LGBTQ+ advocates condemn House resolution asking to bar transgender girls from high school sports
Earlier Thursday morning Linting and proponents for the bills, including anti-trans athlete advocate and former NCAA swimmer for the University of Kentucky Riley Gaines, who pre-recorded her testimony, advocated in the House Government Operations Committee for an amendment to Michigan's Elliott-Larsen Civil Right Act specifying schools can base sports eligibility based on sex markers on original birth certificates.
If the sponsors of the bills are so interested in the health and safety of women and girls, they ought to look at actual issues impacting their safety like gun violence, housing affordability or food insecurity, Emme Zanotti, senior director of movement building and political affairs at Equality Michigan said during the committee meeting.
Sports are bigger than trophies, Zanotti told lawmakers during the committee meeting. Whether kids finish in first place or tie for fifth place, athletes learn important values such as perseverance and teamwork.
'We should want more young people to play sports in our state, not put up more barriers for all girls, like invasive inspections and ridicule about what gender they are because their hair is too short, they're too tall, their shoulders are too broad, or because they have a good serve,' Zanotti said.
As a transgender woman and a coach to trangender athletes, Sarah Antaya told lawmakers on the committee kids aren't necessarily going to remember every trophy or medal they didn't win, but the bullying and discrimination they face when trying to participate in sports, to have fun like all the other kids, will have an effect.

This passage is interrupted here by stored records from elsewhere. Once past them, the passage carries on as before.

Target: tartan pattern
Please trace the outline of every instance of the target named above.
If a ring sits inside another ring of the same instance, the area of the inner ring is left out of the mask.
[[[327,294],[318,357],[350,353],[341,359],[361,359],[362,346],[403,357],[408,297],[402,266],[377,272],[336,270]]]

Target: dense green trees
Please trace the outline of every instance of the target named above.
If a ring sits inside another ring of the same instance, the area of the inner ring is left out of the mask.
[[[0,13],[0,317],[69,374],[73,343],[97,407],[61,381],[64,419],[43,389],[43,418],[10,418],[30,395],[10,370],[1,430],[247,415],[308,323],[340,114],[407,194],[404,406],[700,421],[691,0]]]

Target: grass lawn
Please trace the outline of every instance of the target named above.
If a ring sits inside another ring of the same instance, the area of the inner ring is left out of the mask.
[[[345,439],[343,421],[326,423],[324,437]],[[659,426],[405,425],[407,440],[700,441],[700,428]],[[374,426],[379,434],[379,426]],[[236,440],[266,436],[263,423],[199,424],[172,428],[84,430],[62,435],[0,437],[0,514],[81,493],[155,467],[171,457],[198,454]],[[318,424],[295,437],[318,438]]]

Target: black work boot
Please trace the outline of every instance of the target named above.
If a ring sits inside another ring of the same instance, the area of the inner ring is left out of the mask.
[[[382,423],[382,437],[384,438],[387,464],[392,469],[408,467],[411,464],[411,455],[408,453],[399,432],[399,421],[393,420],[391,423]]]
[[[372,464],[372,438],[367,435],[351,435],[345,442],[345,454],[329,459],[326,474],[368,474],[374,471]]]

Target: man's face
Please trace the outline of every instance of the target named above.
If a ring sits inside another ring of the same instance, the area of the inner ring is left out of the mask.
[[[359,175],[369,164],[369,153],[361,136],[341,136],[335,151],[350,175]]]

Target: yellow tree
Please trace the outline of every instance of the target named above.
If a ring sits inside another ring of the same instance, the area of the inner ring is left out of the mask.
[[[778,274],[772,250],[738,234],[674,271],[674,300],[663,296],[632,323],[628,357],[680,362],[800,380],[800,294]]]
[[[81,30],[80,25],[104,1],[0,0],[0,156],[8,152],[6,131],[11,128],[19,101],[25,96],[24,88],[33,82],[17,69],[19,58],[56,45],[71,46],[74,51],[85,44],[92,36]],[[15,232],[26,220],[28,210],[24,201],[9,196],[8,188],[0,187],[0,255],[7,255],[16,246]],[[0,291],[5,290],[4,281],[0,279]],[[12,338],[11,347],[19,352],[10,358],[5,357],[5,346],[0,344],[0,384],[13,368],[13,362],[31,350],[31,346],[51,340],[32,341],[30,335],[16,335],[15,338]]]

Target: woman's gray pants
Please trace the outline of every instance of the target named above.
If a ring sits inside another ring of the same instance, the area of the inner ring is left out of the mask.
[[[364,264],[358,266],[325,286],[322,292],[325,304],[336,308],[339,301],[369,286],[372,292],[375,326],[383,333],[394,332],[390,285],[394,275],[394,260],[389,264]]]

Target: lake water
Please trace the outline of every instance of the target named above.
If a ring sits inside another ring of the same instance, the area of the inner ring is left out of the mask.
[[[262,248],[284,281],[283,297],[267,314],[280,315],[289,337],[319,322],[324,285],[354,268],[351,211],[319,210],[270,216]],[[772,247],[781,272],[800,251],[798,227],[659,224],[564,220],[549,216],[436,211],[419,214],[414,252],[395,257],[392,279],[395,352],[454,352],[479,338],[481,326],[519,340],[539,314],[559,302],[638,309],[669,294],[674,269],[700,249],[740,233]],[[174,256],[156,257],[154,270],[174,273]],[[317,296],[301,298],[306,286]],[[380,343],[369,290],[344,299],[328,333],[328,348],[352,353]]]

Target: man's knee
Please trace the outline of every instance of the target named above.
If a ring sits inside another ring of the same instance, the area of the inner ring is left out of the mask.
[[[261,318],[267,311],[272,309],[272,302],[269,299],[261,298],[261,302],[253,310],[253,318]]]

The vast majority of children in sports are not going to get a scholarship or become professional athletes, Antaya said, and coming from a hockey and roller derby background, she said the majority of injuries in sports aren't in totality due to an opponent being 'grossly physically superior'.
'The vast majority of injuries happen because injuries happen. It's sports, and to say that we need to protect these kids from other girls is just a false narrative,' Antaya said. 'These bills are simply taking away opportunities from kids who are just trying to be themselves, who are just trying to live, who just want to play the sports they've grown up loving, and be a part of the team with their peers that they've grown up with.'
The bills cleared the all male-member committee with no support from Democrats.